Wednesday, March 2, 2011

Back to Business

Back to Business
Parliament finally returns to business after the complete washout of the winter session due to the stand-off over the 2G spectrum allocation issue. This was the longest shutdown ever. The Government has finally got a chance to explain in Parliament what it is doing about corruption and inflation- the two burning issues faced by the nation. However, the blame game for the loss of valuable 77 days of business and parliamentary practices continues.
Lament on the decline of Parliaments is not new. There is a sense of unease with the way the Parliament and the State legislatures are functioning. It is due to a decline in recent years in both the quantity and quality of work done by them. Over the years the number of days on which the houses sit to transact legislative and other business has come down very significantly.

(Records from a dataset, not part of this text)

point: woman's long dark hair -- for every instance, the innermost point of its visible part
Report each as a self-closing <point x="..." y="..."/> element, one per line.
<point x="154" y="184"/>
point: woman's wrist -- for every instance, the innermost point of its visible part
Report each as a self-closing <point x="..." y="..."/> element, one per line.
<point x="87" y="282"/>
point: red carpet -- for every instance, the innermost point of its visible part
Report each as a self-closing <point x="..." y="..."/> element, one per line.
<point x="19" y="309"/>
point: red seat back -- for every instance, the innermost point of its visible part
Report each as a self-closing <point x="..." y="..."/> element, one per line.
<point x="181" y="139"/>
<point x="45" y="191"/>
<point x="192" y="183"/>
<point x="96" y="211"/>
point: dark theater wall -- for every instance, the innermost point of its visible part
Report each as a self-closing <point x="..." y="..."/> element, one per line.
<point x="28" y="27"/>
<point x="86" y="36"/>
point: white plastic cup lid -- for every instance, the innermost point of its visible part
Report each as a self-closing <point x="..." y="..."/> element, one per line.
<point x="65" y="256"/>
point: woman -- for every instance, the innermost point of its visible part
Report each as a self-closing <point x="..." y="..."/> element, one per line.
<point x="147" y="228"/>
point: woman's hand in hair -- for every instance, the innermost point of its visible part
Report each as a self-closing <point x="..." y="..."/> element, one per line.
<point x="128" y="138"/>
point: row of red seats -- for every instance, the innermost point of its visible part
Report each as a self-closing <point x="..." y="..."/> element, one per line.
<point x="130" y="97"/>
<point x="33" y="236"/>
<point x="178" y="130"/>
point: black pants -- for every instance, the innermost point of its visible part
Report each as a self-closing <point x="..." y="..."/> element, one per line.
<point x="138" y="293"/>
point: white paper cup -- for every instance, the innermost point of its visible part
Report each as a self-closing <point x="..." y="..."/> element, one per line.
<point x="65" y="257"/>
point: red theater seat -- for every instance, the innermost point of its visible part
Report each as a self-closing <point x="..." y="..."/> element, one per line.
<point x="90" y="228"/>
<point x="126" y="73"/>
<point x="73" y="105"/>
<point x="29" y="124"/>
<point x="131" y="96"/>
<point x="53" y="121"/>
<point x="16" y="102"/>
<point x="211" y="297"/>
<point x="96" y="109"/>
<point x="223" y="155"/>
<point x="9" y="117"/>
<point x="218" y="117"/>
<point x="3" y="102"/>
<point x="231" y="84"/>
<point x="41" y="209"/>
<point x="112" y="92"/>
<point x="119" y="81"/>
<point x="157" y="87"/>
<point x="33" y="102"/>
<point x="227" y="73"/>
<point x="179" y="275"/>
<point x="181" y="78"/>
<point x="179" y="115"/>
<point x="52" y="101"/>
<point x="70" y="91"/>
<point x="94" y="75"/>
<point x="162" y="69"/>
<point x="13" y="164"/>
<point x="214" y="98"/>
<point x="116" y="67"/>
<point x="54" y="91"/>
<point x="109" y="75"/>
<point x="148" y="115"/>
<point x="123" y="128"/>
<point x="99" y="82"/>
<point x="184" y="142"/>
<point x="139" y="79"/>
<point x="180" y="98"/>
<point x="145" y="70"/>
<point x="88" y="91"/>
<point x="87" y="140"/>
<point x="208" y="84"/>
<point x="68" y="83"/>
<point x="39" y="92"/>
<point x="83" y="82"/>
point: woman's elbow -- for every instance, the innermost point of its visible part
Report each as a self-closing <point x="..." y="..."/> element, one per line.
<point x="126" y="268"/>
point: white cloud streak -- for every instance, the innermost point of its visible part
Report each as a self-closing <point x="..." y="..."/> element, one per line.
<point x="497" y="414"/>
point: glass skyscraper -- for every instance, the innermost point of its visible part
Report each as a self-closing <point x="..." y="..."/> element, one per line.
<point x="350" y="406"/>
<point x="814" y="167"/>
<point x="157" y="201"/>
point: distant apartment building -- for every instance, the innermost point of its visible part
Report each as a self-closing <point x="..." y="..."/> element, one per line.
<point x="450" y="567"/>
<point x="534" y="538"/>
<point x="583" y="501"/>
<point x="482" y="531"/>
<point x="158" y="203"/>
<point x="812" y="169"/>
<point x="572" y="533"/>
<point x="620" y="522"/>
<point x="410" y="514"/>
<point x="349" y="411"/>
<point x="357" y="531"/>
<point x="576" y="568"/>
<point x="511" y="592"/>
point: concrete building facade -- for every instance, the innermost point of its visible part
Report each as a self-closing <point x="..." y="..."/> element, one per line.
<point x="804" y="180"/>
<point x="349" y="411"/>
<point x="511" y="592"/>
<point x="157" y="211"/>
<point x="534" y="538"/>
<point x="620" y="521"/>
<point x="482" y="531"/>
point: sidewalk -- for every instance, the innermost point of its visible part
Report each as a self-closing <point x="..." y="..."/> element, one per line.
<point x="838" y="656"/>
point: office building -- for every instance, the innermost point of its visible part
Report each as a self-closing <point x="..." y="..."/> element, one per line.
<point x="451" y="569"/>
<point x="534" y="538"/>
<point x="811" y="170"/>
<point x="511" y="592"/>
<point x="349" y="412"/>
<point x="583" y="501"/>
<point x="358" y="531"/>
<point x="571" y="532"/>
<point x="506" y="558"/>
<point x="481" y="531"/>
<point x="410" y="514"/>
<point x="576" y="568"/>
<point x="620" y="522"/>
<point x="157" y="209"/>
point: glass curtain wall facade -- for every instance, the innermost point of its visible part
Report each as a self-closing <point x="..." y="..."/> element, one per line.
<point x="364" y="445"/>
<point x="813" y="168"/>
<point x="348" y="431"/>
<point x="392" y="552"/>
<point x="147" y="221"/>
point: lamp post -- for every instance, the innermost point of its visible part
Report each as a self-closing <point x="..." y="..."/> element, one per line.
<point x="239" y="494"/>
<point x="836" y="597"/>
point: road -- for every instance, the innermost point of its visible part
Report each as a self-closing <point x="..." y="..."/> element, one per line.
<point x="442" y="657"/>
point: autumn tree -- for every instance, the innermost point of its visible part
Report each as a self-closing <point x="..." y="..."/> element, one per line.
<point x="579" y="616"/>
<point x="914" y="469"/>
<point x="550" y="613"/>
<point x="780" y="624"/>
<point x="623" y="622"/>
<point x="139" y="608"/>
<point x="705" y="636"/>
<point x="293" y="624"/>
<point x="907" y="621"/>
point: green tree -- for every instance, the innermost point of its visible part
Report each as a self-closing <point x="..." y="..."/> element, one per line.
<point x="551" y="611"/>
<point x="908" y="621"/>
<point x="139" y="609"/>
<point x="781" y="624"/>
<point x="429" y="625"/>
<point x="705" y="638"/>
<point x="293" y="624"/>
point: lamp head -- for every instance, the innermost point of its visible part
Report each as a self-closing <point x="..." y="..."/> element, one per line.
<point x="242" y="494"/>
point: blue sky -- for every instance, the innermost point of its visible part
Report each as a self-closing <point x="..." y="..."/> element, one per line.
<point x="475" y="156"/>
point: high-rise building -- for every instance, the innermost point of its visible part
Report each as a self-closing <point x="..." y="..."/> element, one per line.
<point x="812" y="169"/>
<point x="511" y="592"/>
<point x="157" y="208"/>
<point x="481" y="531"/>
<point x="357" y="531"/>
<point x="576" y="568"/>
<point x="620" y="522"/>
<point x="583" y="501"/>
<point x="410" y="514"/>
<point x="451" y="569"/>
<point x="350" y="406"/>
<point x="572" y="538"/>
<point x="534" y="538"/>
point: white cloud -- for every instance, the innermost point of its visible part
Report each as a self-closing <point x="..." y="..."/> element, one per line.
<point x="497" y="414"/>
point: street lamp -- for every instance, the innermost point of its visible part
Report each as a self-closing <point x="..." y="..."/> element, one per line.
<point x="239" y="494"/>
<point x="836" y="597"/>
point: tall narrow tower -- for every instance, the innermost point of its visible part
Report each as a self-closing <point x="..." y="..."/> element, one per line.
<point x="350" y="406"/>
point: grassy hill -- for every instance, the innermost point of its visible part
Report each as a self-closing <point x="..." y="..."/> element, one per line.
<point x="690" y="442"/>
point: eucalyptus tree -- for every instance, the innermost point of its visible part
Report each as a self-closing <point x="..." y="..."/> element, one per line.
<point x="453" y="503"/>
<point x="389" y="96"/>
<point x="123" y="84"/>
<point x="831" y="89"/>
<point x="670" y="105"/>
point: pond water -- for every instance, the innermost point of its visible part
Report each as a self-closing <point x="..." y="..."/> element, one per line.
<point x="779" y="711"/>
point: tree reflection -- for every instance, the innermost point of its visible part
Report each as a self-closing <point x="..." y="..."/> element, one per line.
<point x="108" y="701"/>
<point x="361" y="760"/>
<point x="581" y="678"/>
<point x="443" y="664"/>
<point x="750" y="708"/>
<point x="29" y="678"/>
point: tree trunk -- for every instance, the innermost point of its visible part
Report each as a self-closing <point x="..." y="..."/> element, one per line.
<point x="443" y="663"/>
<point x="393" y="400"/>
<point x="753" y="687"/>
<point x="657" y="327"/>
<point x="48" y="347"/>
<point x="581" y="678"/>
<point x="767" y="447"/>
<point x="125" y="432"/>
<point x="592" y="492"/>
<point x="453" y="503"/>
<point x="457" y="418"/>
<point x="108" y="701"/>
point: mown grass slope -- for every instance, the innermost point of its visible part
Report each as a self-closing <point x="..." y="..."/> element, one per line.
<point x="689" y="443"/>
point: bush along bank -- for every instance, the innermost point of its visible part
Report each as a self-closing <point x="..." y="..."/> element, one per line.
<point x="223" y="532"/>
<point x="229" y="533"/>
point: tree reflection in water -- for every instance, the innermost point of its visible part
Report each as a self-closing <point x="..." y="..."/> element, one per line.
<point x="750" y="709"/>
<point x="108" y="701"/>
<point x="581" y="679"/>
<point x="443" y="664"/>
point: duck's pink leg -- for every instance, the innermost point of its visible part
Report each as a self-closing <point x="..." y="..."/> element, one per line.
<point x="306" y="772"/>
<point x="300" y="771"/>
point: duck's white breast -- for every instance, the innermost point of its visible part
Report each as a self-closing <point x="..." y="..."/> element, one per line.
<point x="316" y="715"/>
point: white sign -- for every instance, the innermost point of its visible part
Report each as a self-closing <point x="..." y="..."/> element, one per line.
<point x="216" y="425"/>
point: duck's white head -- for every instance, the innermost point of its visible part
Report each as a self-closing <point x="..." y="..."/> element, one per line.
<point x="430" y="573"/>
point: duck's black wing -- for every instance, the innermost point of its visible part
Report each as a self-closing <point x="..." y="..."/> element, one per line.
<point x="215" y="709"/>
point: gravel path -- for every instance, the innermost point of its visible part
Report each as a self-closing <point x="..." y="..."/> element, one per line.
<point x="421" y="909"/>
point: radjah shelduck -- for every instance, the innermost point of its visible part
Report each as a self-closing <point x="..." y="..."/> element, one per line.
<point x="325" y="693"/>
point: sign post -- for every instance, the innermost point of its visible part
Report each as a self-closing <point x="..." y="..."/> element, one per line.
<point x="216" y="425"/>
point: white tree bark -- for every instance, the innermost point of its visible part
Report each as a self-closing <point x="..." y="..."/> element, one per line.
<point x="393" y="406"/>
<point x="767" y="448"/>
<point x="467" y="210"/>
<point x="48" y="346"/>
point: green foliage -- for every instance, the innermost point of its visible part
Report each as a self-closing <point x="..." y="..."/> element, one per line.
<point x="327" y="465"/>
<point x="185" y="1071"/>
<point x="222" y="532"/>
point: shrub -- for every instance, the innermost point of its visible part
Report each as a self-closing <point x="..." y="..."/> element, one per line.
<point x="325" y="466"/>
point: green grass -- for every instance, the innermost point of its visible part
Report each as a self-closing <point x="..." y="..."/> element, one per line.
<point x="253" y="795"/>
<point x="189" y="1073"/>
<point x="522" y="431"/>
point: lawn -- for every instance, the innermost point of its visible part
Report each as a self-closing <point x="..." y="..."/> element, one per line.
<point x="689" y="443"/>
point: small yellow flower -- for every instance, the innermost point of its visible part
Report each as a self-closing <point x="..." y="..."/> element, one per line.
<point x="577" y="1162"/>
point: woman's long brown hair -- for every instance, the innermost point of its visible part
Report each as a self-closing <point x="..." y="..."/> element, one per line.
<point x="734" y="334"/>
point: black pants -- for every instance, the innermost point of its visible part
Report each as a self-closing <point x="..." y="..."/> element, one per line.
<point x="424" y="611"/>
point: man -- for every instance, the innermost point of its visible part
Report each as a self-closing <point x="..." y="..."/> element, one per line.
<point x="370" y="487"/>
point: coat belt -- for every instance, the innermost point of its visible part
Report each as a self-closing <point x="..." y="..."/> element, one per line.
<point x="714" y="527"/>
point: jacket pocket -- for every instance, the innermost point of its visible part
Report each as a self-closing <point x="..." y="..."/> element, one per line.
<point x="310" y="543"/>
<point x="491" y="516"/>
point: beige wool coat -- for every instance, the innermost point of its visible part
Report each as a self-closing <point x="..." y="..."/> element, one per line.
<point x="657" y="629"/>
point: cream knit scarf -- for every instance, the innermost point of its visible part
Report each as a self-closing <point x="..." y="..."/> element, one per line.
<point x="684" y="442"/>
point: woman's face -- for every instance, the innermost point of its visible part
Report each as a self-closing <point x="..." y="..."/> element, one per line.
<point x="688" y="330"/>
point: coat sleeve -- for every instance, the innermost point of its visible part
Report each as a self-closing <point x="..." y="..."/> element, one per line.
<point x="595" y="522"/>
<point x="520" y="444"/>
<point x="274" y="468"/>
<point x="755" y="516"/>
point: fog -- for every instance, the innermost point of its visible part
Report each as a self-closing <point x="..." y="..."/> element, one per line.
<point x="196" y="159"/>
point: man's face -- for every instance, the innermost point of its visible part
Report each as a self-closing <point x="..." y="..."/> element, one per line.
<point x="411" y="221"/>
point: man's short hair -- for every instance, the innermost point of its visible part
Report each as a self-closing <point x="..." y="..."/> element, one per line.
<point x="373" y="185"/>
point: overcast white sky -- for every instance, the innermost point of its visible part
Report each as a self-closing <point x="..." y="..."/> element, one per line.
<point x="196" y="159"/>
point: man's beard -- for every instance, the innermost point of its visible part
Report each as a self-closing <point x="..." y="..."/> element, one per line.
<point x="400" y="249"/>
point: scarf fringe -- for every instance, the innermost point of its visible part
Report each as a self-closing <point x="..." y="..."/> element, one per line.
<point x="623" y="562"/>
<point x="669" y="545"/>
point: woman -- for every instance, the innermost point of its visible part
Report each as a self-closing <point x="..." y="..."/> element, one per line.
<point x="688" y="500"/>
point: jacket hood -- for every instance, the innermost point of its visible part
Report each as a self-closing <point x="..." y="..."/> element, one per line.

Even the relatively fewer days on which the houses meet are often marked by unseemly incidents, including use of force to intimidate opponents, shouting and shutting out of debate and discussion resulting in frequent adjournments. There is increasing concern about the decline of Parliament, falling standards of debate, erosion of the moral authority and prestige of the supreme tribune of the people. Corrective steps are urgently needed to strengthen Parliament's role as the authentic voice of the people as they struggle and suffer to realise the inspiring vision of a free and just society enshrined in the Constitution. Also, it is of the utmost importance for survival of democracy that Parliament continues to occupy a position of the highest esteem in the minds and hearts of the people.

The most important mechanism that diminishes Parliament is the diminishing individual legislator. An individual legislator is even more dependent upon the party hierarchy than in the past. No more than three or four leaders have any social base that allows them to be secure in the knowledge that they can stand their own ground against a party hierarchy. The individuality of MPs has also been effaced by the anti-defection law, which has made party whips ubiquitous. Parliament can do itself a great favour by endorsing the sensible bill introduced by Manish Tewari, restricting whips to only certain classes of issues. This will allow the individuality of voices to emerge, and MPs can be judged on their record rather than a party whip. Otherwise individual MPs will remain hostage to the phenomenon James Bryce’s in his Modern Democracies so colorfully described: “Moreover, the so-called ‘Party Machines’, which have been wont to nominate candidates, and on whose pleasure depends the political future of a large proportion of the members, prevented the will of the people from prevailing, making many members feel themselves responsible rather to it than to their constituencies.”
Parliament is taken seriously when leaders take it seriously; the House of Commons retains interest because the prime minister directly answers questions. We underestimate how much Nehru’s personal presence in Parliament elevated it. The second temptation is this: as the TRS legislators hinted, after the JPC episode, every party is now learning the lesson that blocking Parliament is an effective way of getting an obdurate government to respond.